Tedlock is well aware of these issues, but I fear this otherwise excellent work is marred by her desire to reach the new age and women’s spirituality markets and to avoid offending such readers with any criticism. Going further, I have to question the all-inclusiveness of her view of shamanic religion. A defining feature of shamanism is that shamans serve their communities—the people with whom they live and work. I do not doubt the strong feelings of community among Wiccans and goddess worshippers, but they are not usually coworkers, nor do they live in the same neighborhoods or even states. Traditionally, shamanism has occurred among small, highly integrated groups. It was broken by overwhelming outside forces. The shamans of the twentieth and twenty-first centuries may be joyous, and doing useful things in relation to ecology and holistic medicine, and even keeping people sane, but theirs is a marginal community that is as vulnerable as the rest of us to overwhelming forces with very different values and objectives. To Tedlock’s credit, I think she succeeds in her goal of making shamanism, which she has experienced so powerfully both personally and as a scholar, available to a wide general audience.

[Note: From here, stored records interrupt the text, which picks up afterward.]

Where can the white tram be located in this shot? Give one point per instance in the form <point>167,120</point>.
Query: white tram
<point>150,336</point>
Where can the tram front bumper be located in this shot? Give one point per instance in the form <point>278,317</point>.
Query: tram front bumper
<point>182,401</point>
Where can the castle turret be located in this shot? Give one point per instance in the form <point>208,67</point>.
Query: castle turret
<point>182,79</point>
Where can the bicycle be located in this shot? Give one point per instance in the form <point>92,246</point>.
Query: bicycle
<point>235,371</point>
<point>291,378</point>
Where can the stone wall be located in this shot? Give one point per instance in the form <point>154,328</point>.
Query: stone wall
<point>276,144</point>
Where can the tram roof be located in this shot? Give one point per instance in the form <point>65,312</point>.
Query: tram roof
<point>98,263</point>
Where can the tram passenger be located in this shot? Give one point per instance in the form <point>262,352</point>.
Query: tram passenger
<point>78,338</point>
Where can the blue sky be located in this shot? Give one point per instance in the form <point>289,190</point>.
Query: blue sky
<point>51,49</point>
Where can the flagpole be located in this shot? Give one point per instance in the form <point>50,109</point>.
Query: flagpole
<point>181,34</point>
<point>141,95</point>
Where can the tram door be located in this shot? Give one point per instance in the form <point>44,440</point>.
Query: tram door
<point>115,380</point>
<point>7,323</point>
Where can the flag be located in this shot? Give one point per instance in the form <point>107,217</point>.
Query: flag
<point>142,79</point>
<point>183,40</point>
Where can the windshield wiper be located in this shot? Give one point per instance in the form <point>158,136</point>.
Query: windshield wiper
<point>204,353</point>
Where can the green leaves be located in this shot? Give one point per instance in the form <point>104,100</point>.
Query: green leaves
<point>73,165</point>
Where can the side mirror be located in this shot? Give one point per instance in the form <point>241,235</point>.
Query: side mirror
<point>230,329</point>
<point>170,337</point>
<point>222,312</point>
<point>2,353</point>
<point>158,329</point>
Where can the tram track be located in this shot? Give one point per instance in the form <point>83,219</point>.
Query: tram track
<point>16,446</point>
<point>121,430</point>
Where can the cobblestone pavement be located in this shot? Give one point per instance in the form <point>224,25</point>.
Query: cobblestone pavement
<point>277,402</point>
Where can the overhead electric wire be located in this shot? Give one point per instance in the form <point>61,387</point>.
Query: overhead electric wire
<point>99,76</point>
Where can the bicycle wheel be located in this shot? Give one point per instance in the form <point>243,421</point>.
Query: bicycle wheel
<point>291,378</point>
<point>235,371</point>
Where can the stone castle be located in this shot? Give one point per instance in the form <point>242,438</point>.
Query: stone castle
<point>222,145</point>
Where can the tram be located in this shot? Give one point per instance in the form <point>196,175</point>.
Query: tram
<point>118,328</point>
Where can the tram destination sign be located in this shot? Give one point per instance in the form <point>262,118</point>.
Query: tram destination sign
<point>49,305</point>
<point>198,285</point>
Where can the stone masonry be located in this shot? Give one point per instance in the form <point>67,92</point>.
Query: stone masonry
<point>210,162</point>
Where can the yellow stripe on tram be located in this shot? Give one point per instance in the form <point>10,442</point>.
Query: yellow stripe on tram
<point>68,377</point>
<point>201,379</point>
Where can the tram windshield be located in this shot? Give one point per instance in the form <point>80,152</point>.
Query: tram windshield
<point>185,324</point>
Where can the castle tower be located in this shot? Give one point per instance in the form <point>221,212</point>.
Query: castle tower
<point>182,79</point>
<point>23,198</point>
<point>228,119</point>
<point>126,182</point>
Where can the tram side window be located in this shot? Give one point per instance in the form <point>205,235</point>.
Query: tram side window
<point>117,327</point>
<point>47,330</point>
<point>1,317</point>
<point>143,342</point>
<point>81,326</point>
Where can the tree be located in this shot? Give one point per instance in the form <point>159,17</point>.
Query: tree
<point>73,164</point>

The Woman in the Shaman’s Body includes 64 black-and-white illustrations that usefully highlight points made in the text, but the paperback is very poorly made—the pages began to fall out of the binding before I was even halfway through reading it. Also, it does not have a bibliography (usually the publisher’s decision)—so when an unknown source catches your eye, if it is not the first citation, it is difficult or impossible to locate. You cannot check to see whether Tedlock has read a particular author, or even get an overview of what she has read or who has influenced her. This is a great disservice to the reader and to Tedlock, who has assembled a large, outstanding, and wide-ranging set of sources.
Serinity Young is a research associate in the Department of Anthropology of the American Museum of Natural History. Most recently she is the author of Courtesans and Tantric Consorts: Buddhist Sexualities in Narrative, Iconography, and Ritual.